The governor smiled as he asked the rhetorical question. DeSantis has previously asserted that Worrell “thinks you don’t prosecute people, and that’s the way you somehow have a better community.”
The governor made national headlines after he suspended Hillsborough County State Attorney Andrew Warren in August 2022 for “putting himself publicly above the law.” Media reports indicated DeSantis has considered doing the same to Worrell.
“SOFT ON CRIME”
In February, U.S. Senator Rick Scott (R-FL) pointed the finger at Worrell’s “leftist, soft-on-crime” approach as an enabling factor behind a deadly shooting in Pine Hills allegedly perpetrated by Kevin Moses – a 19-year-old with a lengthy criminal record.
“Every prosecutor that chose to give this young criminal a pass should be fired TODAY,” Scott wrote in a statement. “State Attorney Worrell must immediately account for how her office failed to protect the community from a violent criminal and outline what she's changing to ensure it doesn't happen again.”
On February 28, the governor ordered Morell’s office to turn over documentation related to its handling of Moses.
Last month, the Florida Department of Juvenile Justice (DJJ) found that the ninth judicial circuit – led by Worrell – had the worst processing time for juveniles.
Speaking at the Marion County NAACP Freedom Fund gala on Friday evening, Morell said she believes she’s the victim of a “witch hunt.”
Worrell claims that a Republican state committeewoman requested information on Friday related to human trafficking cases that her office had dropped.
“She said she needed it for an event with the governor on Monday and then went on to talk about how these prosecutors across the state are not following the law,” Worrell said, according to the Ocala Gazette. “And you know, they need to be stopped or something along those lines.”

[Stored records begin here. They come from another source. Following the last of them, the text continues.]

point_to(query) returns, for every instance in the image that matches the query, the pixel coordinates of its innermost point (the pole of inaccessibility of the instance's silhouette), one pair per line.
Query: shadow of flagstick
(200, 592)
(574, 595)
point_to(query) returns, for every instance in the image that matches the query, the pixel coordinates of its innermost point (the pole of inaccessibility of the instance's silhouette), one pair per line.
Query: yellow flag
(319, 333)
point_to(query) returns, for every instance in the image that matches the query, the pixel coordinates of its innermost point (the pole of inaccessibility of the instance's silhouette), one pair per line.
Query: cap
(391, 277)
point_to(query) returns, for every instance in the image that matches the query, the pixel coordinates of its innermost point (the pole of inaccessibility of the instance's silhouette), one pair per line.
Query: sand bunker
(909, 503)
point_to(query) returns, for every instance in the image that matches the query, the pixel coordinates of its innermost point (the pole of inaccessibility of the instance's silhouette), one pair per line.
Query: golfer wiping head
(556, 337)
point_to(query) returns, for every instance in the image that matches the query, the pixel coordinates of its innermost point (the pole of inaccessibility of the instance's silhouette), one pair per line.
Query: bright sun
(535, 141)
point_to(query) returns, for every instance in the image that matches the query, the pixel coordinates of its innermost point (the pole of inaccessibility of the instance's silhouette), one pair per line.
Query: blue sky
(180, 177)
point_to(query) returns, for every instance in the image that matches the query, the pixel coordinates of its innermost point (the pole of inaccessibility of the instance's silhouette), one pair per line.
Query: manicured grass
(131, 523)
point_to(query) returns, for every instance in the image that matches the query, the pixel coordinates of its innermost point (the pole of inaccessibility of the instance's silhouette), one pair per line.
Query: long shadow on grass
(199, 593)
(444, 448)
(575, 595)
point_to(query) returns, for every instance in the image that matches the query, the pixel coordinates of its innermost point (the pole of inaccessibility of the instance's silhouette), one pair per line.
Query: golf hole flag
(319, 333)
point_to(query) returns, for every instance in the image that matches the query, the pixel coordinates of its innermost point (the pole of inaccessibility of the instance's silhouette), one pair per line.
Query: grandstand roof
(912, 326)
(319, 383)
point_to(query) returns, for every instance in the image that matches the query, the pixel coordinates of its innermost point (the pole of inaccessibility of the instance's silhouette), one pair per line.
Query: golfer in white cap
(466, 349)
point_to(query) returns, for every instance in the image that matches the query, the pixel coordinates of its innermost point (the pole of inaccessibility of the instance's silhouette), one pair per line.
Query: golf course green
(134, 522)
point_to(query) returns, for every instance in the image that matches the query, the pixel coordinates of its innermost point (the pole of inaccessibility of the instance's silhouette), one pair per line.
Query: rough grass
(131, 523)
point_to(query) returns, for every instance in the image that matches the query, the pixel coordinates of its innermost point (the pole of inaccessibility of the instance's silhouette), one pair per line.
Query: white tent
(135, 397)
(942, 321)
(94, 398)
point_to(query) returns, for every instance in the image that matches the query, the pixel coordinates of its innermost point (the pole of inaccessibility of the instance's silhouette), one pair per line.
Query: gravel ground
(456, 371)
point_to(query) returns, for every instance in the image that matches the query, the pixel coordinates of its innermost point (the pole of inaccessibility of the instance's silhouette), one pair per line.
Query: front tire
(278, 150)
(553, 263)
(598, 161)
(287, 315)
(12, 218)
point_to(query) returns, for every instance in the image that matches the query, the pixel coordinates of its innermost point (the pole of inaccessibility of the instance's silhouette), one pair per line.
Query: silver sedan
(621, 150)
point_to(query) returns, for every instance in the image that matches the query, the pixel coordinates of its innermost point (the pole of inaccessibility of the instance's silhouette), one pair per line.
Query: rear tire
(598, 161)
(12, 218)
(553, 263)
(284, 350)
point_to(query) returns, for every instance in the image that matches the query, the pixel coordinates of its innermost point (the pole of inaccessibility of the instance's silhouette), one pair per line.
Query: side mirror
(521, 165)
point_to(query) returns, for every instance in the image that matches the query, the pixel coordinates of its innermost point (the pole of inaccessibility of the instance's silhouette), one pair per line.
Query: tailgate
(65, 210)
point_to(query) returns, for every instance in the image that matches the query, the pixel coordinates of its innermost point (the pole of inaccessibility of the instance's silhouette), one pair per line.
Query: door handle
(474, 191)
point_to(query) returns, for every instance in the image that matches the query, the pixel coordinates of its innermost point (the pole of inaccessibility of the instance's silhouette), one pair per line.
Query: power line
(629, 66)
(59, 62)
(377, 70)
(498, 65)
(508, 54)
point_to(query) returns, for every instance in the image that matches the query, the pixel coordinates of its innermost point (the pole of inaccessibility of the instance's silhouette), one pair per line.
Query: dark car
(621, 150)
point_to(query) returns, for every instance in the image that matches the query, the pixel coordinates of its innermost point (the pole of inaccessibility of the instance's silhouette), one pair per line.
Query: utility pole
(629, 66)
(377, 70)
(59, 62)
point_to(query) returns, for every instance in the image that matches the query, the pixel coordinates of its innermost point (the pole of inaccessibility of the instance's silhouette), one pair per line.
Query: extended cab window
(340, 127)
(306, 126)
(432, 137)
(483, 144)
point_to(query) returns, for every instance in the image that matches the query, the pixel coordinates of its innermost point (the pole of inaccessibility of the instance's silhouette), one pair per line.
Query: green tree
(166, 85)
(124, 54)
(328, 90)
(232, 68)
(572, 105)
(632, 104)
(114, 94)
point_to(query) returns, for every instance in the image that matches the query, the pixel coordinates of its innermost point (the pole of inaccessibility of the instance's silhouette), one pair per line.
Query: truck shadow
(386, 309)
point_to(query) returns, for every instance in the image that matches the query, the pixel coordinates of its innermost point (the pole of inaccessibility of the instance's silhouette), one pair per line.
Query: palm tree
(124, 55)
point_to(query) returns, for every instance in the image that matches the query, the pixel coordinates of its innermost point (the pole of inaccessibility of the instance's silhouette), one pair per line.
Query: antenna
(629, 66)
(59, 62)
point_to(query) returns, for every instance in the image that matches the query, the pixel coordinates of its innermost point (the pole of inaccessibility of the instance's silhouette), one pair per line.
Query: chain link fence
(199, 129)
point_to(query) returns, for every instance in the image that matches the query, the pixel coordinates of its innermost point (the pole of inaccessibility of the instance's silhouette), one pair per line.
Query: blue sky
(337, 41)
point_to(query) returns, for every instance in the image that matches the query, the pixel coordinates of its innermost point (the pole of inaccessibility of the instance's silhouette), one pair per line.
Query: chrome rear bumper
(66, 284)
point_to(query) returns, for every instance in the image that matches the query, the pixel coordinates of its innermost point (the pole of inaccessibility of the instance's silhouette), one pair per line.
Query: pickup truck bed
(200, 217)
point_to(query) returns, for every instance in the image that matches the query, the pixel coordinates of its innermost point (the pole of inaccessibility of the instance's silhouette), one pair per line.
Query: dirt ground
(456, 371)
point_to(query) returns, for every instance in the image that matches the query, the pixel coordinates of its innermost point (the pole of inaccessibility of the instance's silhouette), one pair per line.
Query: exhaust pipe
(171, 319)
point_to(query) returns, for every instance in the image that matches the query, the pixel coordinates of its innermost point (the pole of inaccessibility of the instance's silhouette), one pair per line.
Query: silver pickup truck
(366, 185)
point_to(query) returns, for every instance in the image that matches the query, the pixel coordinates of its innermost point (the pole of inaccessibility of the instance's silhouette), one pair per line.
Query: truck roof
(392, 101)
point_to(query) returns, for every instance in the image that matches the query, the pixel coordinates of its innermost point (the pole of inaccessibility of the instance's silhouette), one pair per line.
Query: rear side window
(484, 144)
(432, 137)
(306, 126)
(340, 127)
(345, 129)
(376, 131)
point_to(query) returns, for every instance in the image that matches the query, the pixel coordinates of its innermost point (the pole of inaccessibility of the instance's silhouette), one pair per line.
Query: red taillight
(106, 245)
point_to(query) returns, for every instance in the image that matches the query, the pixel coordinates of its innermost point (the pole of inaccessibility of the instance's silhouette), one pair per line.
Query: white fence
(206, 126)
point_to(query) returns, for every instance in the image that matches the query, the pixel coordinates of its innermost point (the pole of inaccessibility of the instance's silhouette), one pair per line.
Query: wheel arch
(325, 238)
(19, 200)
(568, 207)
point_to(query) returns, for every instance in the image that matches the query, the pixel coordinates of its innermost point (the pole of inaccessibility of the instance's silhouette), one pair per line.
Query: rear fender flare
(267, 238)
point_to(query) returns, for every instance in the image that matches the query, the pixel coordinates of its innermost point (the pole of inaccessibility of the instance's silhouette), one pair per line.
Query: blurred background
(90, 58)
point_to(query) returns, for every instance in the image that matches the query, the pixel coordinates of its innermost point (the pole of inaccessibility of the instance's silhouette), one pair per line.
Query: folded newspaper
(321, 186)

Worrell defended her office’s handling of the previous Moses arrests, claiming she presided over only one of his past cases. She told the paper that she has advocated for “reforming laws that would give the juvenile system more teeth.”
Worrell also issued a statement on Friday that accused DeSantis of seeking to “build and justify a baseless case against a prosecutor he simply disagrees with politically.”